Maanik was saying, “ Thyodularasi .”

“Yes…?” Caitlin said.

“That’s a distinctly Asiatic ‘r,’” Ben told her.

“It’s prevalent throughout,” Caitlin said. “That’s what makes the whole thing sound like Japanese, right?”

“That’s part of it, along with the alveolar stops on the ‘d’s and ‘t’s. But at the beginning of that word, that’s a very hard ‘th.’ Those sounds don’t coexist in any language.”

“Not anywhere?”

“Well, we don’t have every tribal language on the planet down, but as a rule that ‘r’ and that ‘th’ don’t evolve in the same tongue.”

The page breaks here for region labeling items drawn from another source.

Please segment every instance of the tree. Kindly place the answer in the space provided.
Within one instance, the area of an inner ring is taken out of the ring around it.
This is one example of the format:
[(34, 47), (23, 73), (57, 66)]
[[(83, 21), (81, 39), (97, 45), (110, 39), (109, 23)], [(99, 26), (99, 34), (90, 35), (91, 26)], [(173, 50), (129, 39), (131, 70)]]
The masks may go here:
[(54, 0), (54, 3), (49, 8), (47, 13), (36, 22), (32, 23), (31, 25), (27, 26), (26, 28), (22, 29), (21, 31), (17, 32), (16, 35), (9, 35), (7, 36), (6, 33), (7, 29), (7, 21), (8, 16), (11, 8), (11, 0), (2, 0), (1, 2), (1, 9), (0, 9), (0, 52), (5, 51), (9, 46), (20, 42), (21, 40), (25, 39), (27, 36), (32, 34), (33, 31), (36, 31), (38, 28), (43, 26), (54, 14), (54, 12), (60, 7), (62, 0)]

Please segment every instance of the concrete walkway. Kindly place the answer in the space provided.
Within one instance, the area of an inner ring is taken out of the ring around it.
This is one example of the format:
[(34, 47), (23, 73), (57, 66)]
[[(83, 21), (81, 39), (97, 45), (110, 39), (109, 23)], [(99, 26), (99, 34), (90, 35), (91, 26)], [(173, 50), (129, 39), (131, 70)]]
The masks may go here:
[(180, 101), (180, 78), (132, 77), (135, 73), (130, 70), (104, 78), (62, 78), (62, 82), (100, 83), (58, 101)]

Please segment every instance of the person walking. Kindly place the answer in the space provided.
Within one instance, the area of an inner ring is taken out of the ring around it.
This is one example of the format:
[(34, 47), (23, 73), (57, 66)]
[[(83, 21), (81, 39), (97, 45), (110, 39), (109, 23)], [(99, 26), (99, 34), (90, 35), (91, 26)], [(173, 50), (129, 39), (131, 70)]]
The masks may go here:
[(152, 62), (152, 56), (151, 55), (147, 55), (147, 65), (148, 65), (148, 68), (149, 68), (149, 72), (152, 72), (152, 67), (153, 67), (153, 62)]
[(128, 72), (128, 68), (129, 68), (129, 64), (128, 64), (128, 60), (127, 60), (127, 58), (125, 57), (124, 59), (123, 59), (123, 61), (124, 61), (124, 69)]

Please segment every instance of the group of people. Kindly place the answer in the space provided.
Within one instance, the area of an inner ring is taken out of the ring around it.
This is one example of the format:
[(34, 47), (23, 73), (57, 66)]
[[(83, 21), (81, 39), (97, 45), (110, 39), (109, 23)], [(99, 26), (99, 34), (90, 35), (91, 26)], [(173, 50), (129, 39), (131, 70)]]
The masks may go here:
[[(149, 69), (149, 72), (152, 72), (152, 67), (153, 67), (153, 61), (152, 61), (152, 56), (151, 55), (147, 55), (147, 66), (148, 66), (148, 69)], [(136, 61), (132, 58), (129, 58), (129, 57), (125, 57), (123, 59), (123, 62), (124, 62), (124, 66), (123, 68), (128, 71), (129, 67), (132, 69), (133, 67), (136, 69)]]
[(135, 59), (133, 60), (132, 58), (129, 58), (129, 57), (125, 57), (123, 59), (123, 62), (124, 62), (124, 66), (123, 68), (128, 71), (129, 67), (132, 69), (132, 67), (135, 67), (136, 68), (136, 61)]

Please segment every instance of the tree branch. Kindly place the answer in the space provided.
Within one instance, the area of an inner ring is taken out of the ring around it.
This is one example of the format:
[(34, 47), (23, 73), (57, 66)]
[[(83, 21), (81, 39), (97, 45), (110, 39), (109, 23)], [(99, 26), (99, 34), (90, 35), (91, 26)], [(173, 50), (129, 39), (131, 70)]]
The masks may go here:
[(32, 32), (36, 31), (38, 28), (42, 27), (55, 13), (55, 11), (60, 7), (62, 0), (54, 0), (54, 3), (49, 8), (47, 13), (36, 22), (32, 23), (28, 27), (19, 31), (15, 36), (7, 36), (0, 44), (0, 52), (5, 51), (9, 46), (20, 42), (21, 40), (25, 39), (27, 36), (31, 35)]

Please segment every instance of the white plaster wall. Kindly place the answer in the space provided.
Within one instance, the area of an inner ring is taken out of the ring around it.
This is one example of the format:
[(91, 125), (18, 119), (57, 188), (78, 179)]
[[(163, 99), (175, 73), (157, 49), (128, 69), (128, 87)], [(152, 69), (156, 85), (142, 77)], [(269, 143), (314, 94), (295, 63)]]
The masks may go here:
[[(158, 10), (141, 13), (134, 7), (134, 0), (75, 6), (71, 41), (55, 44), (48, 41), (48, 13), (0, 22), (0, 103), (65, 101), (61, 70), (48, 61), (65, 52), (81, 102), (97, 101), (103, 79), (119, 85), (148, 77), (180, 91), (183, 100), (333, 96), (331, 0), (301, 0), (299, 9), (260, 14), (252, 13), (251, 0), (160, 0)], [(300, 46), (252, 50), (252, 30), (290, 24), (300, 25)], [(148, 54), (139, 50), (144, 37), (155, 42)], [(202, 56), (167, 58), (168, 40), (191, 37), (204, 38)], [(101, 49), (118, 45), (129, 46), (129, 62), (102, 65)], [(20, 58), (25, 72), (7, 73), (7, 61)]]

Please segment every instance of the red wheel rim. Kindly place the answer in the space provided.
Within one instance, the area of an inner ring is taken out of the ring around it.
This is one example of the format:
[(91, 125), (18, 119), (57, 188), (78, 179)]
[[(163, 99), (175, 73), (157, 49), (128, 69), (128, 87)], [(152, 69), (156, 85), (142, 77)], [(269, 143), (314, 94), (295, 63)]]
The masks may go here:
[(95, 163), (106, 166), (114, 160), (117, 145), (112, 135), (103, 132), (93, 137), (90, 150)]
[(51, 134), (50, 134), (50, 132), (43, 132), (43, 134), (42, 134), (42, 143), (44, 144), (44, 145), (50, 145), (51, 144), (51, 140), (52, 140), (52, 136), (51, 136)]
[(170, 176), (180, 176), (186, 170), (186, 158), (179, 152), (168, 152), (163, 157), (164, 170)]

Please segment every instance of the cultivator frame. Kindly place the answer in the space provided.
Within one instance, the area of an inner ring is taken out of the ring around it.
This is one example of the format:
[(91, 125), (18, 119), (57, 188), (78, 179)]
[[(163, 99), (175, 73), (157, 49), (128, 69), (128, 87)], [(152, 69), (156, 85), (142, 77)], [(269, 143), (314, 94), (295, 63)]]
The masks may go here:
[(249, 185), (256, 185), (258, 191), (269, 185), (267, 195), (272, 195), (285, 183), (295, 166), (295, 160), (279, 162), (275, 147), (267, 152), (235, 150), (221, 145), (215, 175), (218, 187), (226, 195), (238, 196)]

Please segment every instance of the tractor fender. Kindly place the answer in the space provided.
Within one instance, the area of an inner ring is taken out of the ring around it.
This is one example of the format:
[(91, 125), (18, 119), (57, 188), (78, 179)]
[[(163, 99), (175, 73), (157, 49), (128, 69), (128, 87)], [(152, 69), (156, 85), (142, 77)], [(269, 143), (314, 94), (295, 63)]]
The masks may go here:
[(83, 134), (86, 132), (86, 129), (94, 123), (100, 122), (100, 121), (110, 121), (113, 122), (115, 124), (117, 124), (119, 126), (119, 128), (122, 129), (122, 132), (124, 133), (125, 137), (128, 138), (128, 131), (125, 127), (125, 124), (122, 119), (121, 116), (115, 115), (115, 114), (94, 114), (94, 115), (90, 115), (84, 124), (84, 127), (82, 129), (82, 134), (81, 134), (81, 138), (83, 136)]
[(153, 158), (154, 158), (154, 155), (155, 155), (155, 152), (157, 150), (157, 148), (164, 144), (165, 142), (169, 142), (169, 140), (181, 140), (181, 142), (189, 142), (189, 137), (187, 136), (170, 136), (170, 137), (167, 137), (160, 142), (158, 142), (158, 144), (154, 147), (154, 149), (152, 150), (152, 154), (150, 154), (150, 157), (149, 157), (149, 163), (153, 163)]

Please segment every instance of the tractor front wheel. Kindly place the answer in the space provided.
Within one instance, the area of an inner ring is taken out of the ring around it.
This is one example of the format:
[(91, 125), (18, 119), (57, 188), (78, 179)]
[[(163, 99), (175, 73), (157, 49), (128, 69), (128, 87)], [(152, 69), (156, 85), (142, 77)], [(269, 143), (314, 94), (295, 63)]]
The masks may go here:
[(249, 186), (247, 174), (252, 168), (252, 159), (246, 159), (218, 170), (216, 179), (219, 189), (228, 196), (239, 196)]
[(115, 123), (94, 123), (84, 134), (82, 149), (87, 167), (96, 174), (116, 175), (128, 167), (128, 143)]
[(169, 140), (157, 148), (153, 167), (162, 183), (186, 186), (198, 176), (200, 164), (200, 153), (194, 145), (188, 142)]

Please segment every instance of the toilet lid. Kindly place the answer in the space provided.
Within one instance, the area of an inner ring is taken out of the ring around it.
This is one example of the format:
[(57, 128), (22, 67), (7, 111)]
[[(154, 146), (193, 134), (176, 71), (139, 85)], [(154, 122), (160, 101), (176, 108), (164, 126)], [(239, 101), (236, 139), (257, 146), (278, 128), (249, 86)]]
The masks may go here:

The video flicked off and the screen reverted to just Ben, who was rubbing his eyes.

“Pretty amazing, right?” she said.

“What the hell is going on with that girl?”

“That’s what I’m trying to find out, if the Pawars will let me.”

“Hold on, Caitlin. All you have to worry about is getting them through this period of the negotiations.”

“What?” She felt as though she’d been head-butted.

“That’s why I brought you in,” he reminded her. “There are teams of people who can help once the ambassador doesn’t have to worry about the media.”

“I understand that, but I’m not—I mean, I don’t just want to be some stopgap.”

“Cai, I didn’t mean that—I meant that this isn’t in my control. I suspect they’ll take her back to India as soon as we’re clear of all the political barbed wire.”

“And what about Maanik? Ben, something is happening to that girl. I’m not just going to spackle her.”